Boehner, at a news conference, said Obama has failed to take the lead on reining in the nation's debt and spending.
"The largest tax hike in American history is scheduled for the end of this year, so are defense cuts that President Obama's secretary of defense has said will hollow out America's armed services," the Ohio Republican said.
"Listen, America's faced tough challenges before. And every time we've been able to meet them. We can do it again. But it will take a president willing to lead, or at least show up."
Boehner accused Democrats of using "drama or brinkmanship" to push their agenda.
"Our debt and our deficit act as a wet blanket over our economy," he said. "The sooner we deal honestly with our long-term debt and our budget deficit, the sooner the skies begin to clear, more certainty comes, so that American employers can do what they do best, put Americans to work.
Obama told congressional leaders Wednesday he will not allow a replay of last summer's debt-ceiling fight that nearly put the United States in default and resulted in a downgrade of the U.S. credit rating.
The president said he expected a "serious bipartisan approach" to tackling the budget and growing federal deficit this year, White House spokesman Jay Carney said.
Obama told congressional leaders he intended to ask Congress to raise the debt ceiling without offsetting the increase dollar for dollar.
"When the president told me yesterday that he wanted a clean increase in the debt limit, it almost took my breath away.

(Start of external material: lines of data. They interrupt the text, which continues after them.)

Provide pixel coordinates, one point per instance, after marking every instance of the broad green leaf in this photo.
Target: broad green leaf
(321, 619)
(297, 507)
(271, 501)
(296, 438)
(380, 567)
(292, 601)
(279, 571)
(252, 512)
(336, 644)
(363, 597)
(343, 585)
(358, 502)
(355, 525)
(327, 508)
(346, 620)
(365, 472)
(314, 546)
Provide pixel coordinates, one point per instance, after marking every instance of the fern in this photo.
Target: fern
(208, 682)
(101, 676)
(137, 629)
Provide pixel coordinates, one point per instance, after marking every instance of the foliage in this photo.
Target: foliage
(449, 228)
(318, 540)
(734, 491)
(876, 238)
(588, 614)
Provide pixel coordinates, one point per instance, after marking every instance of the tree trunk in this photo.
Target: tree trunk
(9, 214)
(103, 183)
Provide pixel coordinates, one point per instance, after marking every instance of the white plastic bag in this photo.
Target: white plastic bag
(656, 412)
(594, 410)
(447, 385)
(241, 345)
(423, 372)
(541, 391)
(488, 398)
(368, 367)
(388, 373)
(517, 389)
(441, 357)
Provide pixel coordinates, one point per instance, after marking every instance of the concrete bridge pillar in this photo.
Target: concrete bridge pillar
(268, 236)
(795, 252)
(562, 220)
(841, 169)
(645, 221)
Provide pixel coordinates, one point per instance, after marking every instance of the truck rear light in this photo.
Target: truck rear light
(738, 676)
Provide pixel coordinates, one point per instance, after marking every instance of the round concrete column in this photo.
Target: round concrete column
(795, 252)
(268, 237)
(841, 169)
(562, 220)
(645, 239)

We had this debate last year," Boehner said. "The White House wants to raise the debt limit without a single dime of spending cuts or reforms," he said.
The debt-ceiling battle had been widely expected to begin after the November elections, when the country will again need to raise the borrowing limit.
The U.S. debt is expected to hit its current limit of $16.4 trillion in January.
After last summer's dramatic standoff -- which ended with Obama signing the Budget Control Act Aug. 2, the date the U.S. Treasury Department estimated the U.S. borrowing authority would be exhausted -- the Standard & Poor's credit-rating agency downgraded the U.S. government's credit rating for the first time in the country's history.
Financial markets around the world then experienced their most volatile week since the 2008 financial crisis, with the Dow Jones industrial average plunging 635 points, or 5.6 percent, in one day.
"You have to ask the speaker of the House whether or not he intends or he believes that it is the right thing to do for the American people, the American economy, to play chicken with the full faith and credit of the United States government." Carney told reporters Wednesday.